Monday, April 17, 2006

Sic Transit Gloria

well i got caught. go fucking figure. good things never last. i make it through almost the entire year without my dad finding out about the whole skipping thing... that is until today. did the shopping thing, went to school after third period, finished the day out and then headed to the mall for more shopping because i didn't find anything earlier. i then proceeded to spend my day out and told my brother he had to wait at home to get the call from the school otherwise i was sharing with my parents that he is again looking at porn. he wasn't home so i just told him to answer it when he got home. yea well on my way home i get a call from my mom...
mom: "were you at school today?"
me: "yes"
mom: "are you sure?"
me: "yes. well i was in guidance for the first half but yea i was there"
mom: "so when your father calls tomorrow and asks they'll say you were in guidance?"
me: *silence*... "umm no i went shopping with some friends to get an outfit for tonight because i was thinking about going to that IB thing. everyone was telling me to go. why... the school called?"
mom: "um yea and your father answered it.

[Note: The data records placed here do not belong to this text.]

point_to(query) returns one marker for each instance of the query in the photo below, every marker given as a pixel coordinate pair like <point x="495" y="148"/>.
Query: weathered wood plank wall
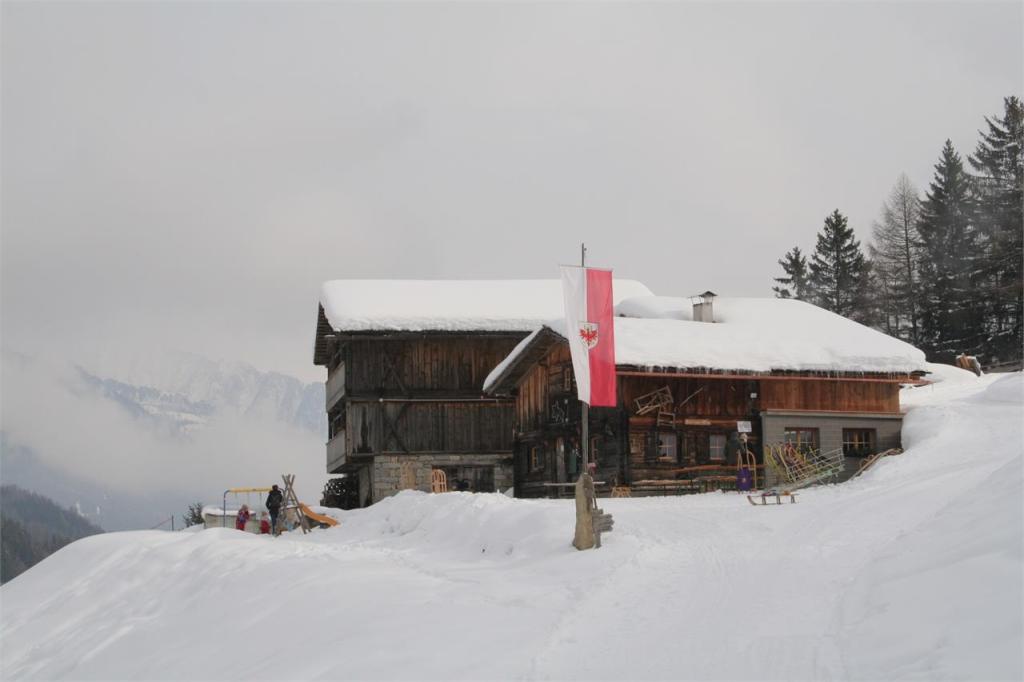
<point x="830" y="395"/>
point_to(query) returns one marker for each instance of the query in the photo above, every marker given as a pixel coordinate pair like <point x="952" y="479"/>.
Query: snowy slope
<point x="912" y="570"/>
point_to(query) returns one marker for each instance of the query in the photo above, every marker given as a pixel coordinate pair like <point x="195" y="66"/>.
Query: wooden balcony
<point x="335" y="386"/>
<point x="337" y="453"/>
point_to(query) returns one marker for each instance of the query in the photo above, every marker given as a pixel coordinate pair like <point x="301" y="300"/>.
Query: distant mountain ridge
<point x="32" y="527"/>
<point x="175" y="396"/>
<point x="183" y="391"/>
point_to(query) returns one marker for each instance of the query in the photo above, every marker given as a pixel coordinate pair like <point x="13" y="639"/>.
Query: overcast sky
<point x="185" y="174"/>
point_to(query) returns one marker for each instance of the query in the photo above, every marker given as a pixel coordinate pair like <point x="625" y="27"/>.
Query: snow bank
<point x="454" y="305"/>
<point x="912" y="570"/>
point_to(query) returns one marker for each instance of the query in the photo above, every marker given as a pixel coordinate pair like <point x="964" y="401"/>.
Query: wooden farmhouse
<point x="701" y="382"/>
<point x="406" y="364"/>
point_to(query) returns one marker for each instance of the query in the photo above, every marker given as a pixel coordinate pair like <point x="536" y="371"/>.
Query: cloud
<point x="49" y="408"/>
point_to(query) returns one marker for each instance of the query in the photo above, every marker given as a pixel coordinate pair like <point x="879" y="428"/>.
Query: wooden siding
<point x="411" y="427"/>
<point x="544" y="383"/>
<point x="421" y="366"/>
<point x="830" y="395"/>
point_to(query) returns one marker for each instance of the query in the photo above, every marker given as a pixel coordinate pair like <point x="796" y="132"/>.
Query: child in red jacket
<point x="242" y="518"/>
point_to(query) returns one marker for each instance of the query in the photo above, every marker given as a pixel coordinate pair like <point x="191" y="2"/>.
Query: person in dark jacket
<point x="273" y="500"/>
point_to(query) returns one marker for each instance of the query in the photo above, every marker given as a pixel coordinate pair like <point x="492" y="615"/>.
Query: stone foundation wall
<point x="396" y="472"/>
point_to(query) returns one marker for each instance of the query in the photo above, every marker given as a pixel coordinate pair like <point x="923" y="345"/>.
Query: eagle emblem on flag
<point x="588" y="333"/>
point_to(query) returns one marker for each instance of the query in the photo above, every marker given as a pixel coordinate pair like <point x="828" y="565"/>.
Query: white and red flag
<point x="591" y="333"/>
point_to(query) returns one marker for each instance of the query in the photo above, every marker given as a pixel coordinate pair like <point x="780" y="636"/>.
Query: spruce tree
<point x="894" y="255"/>
<point x="998" y="164"/>
<point x="795" y="283"/>
<point x="951" y="314"/>
<point x="837" y="268"/>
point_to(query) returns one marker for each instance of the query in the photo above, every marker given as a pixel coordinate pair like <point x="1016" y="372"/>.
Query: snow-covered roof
<point x="450" y="305"/>
<point x="749" y="335"/>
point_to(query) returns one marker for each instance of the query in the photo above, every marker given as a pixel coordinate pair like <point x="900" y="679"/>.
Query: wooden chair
<point x="438" y="481"/>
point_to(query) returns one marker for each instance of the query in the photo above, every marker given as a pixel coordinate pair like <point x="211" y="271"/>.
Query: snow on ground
<point x="911" y="571"/>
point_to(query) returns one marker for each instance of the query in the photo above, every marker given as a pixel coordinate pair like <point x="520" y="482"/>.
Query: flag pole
<point x="585" y="445"/>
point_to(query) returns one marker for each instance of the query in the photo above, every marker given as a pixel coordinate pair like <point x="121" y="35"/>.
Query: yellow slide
<point x="320" y="518"/>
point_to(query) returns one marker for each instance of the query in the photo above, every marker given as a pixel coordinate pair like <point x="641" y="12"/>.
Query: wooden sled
<point x="771" y="494"/>
<point x="320" y="518"/>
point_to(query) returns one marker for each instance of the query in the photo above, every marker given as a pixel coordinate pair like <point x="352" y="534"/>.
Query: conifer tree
<point x="951" y="317"/>
<point x="998" y="164"/>
<point x="794" y="284"/>
<point x="837" y="268"/>
<point x="894" y="254"/>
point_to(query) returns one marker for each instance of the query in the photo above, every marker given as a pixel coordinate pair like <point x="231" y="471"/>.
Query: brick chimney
<point x="704" y="306"/>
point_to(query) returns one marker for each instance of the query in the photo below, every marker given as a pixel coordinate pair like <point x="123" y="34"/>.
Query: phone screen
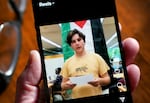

He's pissed and he said to come home right away."
me: "well... what should i do? what do you think he's going to say? should I come home? is he really really mad? is he yelling? tell him i'm stuck in traffic. do something."

in case you don't know my dad is also psycho but in that angry man i'm gonna kill you psycho. i mean if there is one thing I am scared of it's him. he was borderline physically abusive when i was younger and he has been verbally abusive since well forever. he yells about everything and his yell scares the crap out of me. so yea i was pretty much in the car on the verge of tears asking my mom what i should say to him or what i could do. we decided that i would come home when her and my brother were leaving so i could park my car and escape into their car.

only good that came out of all this was i got a dress for the wedding in a couple of weeks and i got a well needed hair cut. bad part... i now have to avoid my house every day for the rest of well as long as i think it will take for him to cool off. i'm pretty sure the library is going to become my new home. thank god he works nights so he sleeps most of the time. there is about a four hour window where he is awake from the time i get out of school so that's not too bad. i totally missed my IB thing which isn't too bad because i did save myself some gas. i'll get crap from everyone tomorrow about not going but whatever there was no way i could make it.

so in this posts conclusion... if i for some reason disappear for a while i've either been banished to my room without my computer or killed. hopefully i can avoid him long enough until he cools down. i'm so scared at this point and not looking forward to what he has to say.


college update:
sadly... i am officially staying in florida for college for this year and please don't mention boston around me for some time because i get upset every time i think about it. i'm such a baby.

4 Comments:

At 11:16 PM, Blogger green said...

fainty - too bad for getting busted. sorry your dad's a psycho. i'll be hoping he doesn't tear into you too bad.

 
At 11:19 PM, Blogger faintofhearts said...

thanks. i would appreciate any postive/ good luck vibes you and or anyone else would like to send this way. i don't think it will be too bad... but i just imagine the worst. but thank you oh so very much

 
At 11:23 PM, Blogger wonga said...

I don't know what to say, except that I'm so sorry for your current situation.

*currently trying to send good fortune your way*

 
At 12:29 AM, Blogger faintofhearts said...

the situation goes... umm i didn't go home today until 8 when i knew my dad would long be sleeping. day two of avoidance was a success. tomorrow will be tricky. but i can do it. thanks for asking.